Studying history hasn’t been about memorizing dates and key events since, well, whenever the last cabinet shuffle happened, but rather finding ways in which the past applies to current events. Philosophy’s not just about answering hard-to-answer questions, but about cultivating invaluable skills for anyone who aspires to think, talk, or write for a living.

But those are the degrees that get all the attention and that everyone knows. Undergraduates today can major or minor in Digital Humanities, Aboriginal Studies, World Islamic and Middle Eastern Studies, Sexual and Racial Diversities Studies, Educational Psychology and Communication Studies, World Languages and Religions, International Development and Globalization Studies, the Social and Cultural aspects of Health Pandemics, or Human Rights, Child and Disabilities Studies.

Dozens of universities across Canada now have institutes and programs devoted to interdisciplinary studies in which students can design their own degrees by combining a variety of courses with independent, innovative research and transformative experiential learning experiences. Students increasingly have the opportunity to bring into focus multiple disciplines and to juxtapose viewpoints and theoretical perspectives that once seemed disparate, unrelated, or were simply overlooked. Through these experiences, they explore interconnections and new ways of thinking about and tackling the complex identities, issues and problems facing the world today.

The modern B.A. gives students perspective at a time when it’s so crucial to maintain it. A university education is not the means to an end it once was, when a general degree was all a graduate needed to get his or her foot in the door, and it’s why the B.A. is adapting to serve a new role in preparing graduates for the future.
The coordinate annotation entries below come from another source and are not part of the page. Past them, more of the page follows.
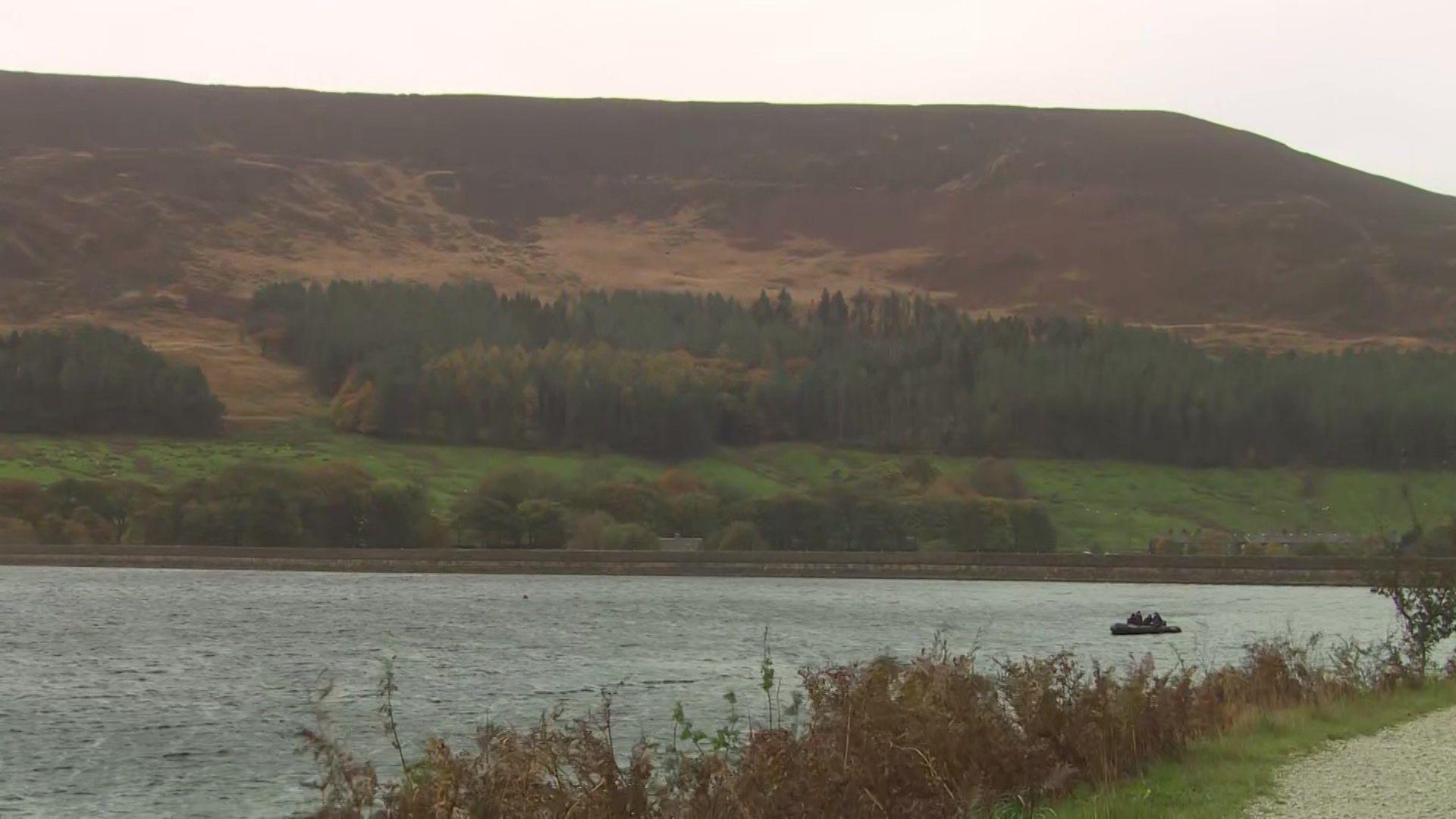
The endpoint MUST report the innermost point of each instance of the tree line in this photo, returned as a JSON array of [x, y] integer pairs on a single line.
[[670, 375], [91, 379]]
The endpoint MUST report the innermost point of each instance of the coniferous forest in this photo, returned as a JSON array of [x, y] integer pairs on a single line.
[[99, 381], [670, 375]]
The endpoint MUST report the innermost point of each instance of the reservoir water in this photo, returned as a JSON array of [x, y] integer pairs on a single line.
[[155, 692]]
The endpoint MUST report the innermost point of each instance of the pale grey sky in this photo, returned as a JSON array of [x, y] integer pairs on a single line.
[[1366, 83]]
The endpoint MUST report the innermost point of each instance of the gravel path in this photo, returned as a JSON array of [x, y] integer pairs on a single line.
[[1404, 771]]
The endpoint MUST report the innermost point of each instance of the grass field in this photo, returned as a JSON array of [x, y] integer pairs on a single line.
[[1220, 777], [1114, 506]]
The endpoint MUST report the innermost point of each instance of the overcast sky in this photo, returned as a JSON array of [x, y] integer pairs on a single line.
[[1366, 83]]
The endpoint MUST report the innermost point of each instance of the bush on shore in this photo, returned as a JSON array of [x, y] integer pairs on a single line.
[[935, 736]]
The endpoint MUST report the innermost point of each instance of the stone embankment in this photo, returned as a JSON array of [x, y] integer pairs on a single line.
[[959, 566]]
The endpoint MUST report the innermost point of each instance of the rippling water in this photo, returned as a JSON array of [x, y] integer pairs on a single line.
[[150, 692]]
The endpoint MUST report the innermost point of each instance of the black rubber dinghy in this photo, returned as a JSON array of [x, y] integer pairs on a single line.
[[1122, 629]]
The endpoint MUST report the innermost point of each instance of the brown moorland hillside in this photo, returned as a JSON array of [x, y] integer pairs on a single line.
[[161, 206]]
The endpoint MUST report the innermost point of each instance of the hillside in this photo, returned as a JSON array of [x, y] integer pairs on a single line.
[[159, 206]]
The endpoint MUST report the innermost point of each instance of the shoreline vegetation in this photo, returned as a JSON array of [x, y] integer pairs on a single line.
[[935, 736], [878, 566], [1220, 776]]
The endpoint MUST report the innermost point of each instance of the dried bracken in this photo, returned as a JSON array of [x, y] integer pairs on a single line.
[[928, 738]]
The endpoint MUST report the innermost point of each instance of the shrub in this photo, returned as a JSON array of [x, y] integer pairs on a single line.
[[542, 523], [934, 736], [587, 529]]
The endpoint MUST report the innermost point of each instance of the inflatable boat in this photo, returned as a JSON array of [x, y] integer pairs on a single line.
[[1120, 629]]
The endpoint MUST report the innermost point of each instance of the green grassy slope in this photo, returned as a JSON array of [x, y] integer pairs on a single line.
[[1111, 504]]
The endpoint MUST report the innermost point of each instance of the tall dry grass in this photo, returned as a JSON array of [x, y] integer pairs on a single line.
[[929, 738]]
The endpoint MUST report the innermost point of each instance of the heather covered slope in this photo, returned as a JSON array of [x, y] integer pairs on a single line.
[[117, 191]]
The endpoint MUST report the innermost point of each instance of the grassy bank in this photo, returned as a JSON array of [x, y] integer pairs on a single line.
[[1220, 776], [1110, 504], [932, 736]]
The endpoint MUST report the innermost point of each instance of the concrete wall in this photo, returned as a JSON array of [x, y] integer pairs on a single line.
[[999, 566]]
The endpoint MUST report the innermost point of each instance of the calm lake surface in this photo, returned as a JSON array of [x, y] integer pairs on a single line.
[[156, 692]]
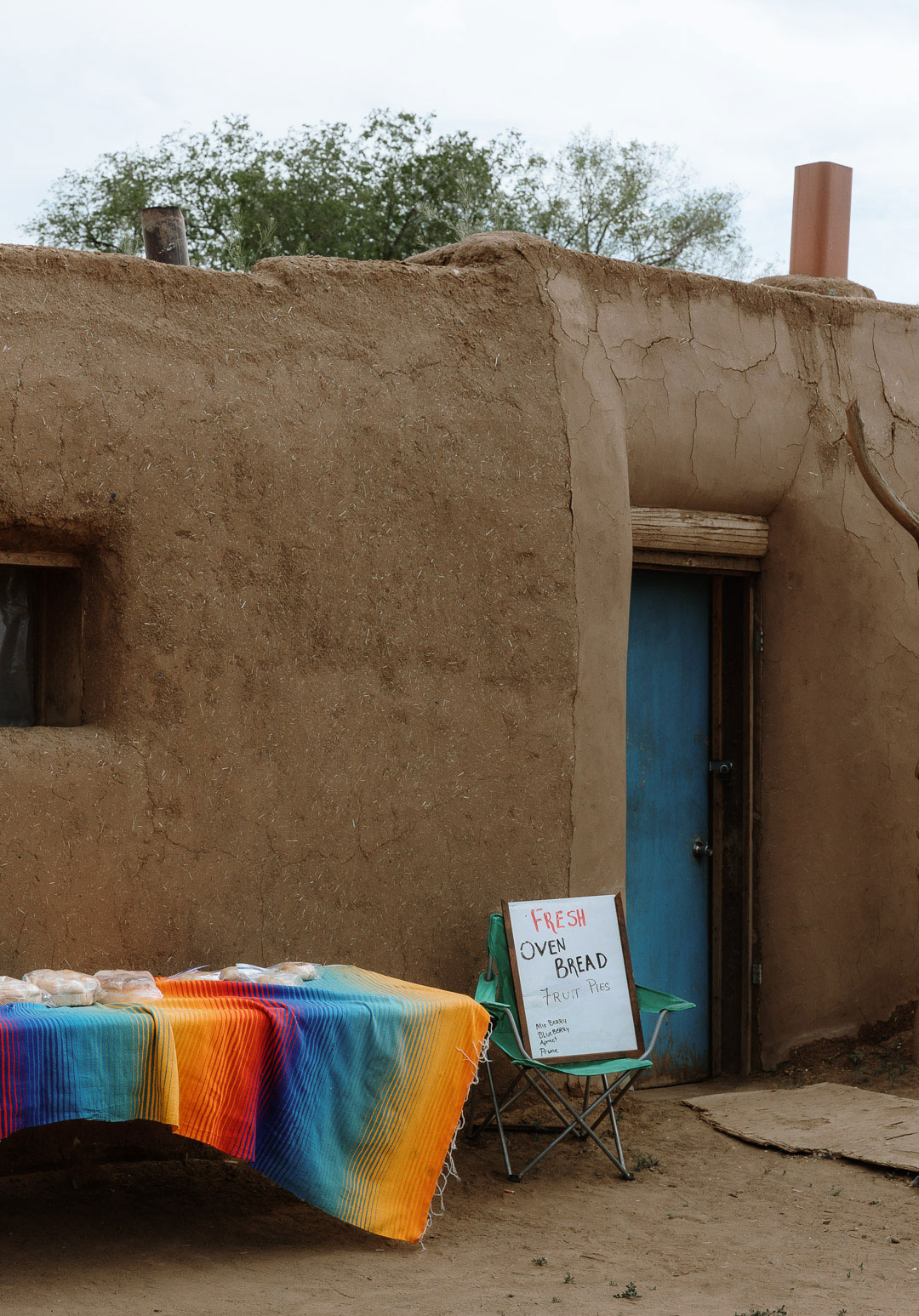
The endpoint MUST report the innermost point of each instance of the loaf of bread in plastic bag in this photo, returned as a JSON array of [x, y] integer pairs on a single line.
[[288, 974], [127, 986], [65, 986], [303, 970], [14, 991]]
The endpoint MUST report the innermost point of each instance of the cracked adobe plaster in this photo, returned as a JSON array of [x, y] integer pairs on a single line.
[[363, 519]]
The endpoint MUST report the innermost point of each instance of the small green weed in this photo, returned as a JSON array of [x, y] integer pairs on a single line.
[[628, 1291], [645, 1162]]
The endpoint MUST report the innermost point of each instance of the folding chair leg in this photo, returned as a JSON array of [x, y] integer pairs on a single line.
[[511, 1176], [577, 1119]]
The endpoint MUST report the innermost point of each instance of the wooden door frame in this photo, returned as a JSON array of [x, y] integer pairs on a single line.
[[736, 647]]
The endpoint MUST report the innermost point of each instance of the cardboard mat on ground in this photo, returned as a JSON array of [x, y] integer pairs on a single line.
[[827, 1118]]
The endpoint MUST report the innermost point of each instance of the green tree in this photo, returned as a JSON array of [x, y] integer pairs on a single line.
[[390, 188], [635, 202]]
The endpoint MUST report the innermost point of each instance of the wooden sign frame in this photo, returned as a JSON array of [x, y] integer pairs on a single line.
[[630, 978]]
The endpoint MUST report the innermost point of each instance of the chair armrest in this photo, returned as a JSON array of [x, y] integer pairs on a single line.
[[511, 1020], [652, 1002]]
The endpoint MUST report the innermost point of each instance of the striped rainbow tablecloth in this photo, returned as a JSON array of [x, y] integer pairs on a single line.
[[345, 1091]]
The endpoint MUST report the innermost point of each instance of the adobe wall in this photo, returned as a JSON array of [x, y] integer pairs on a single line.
[[329, 633], [728, 396], [358, 608]]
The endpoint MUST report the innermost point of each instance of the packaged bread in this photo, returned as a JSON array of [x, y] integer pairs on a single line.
[[14, 991], [303, 971], [241, 973], [127, 986], [279, 978], [65, 986]]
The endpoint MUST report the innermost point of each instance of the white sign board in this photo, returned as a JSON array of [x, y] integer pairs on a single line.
[[573, 978]]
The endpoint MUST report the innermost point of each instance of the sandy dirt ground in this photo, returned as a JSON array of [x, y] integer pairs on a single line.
[[711, 1226]]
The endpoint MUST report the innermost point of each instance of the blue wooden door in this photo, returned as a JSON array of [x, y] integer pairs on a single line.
[[668, 717]]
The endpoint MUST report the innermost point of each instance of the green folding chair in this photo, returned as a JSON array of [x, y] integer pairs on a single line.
[[495, 991]]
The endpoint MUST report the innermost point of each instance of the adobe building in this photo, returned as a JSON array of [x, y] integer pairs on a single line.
[[319, 582]]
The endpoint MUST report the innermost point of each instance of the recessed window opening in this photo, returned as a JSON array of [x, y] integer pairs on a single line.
[[41, 625]]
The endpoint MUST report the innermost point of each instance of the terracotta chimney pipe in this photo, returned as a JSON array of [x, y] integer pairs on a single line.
[[820, 220], [163, 229]]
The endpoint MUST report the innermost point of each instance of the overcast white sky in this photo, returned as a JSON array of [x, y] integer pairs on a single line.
[[744, 88]]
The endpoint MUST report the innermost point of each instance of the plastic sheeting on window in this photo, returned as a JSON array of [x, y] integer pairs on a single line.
[[19, 645]]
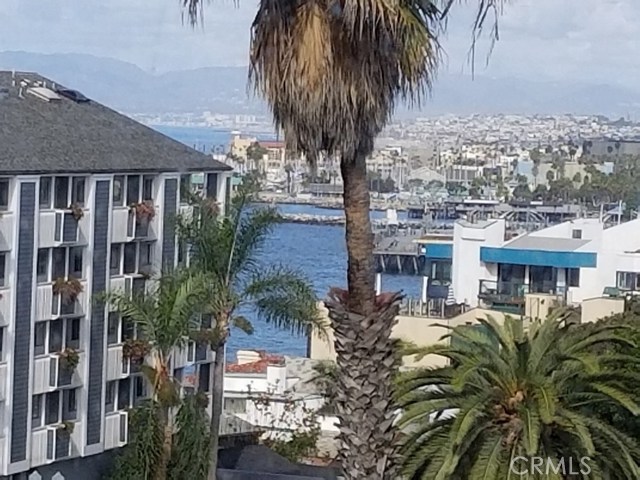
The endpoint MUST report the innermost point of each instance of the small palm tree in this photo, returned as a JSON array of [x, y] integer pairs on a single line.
[[226, 250], [509, 394], [164, 318]]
The modern B.A. prepared graduates for a marketplace that changes by the day, and for jobs that don’t exist today but will in 20 years.

Today’s B.A. is producing graduates who are well-rounded, creative, critical thinkers, graduates who can write persuasively, who can formulate arguments and defend their ideas in conversation, graduates who are socially engaged, socially responsible, and well equipped to navigate a rapidly changing, interconnected world. These are the job-ready skills that every graduate needs and the modern B.A. provides.

The generational gap between university students and their parents, the one so often exploited by the media, government and industry, rests on outdated preconceptions about the starving artist, the wealthy lawyer, and every-science-student-as-pre-med, as well as misguided assumptions about the role of a university education. The slow post-2008 economic recovery has mistakenly overlooked a fundamental and important transformation of the B.A., happening at a time when the humanities and social sciences are more essential than ever in preparing graduates for the future.

Antonia Maioni is President of the Federation for the Humanities and Social Sciences.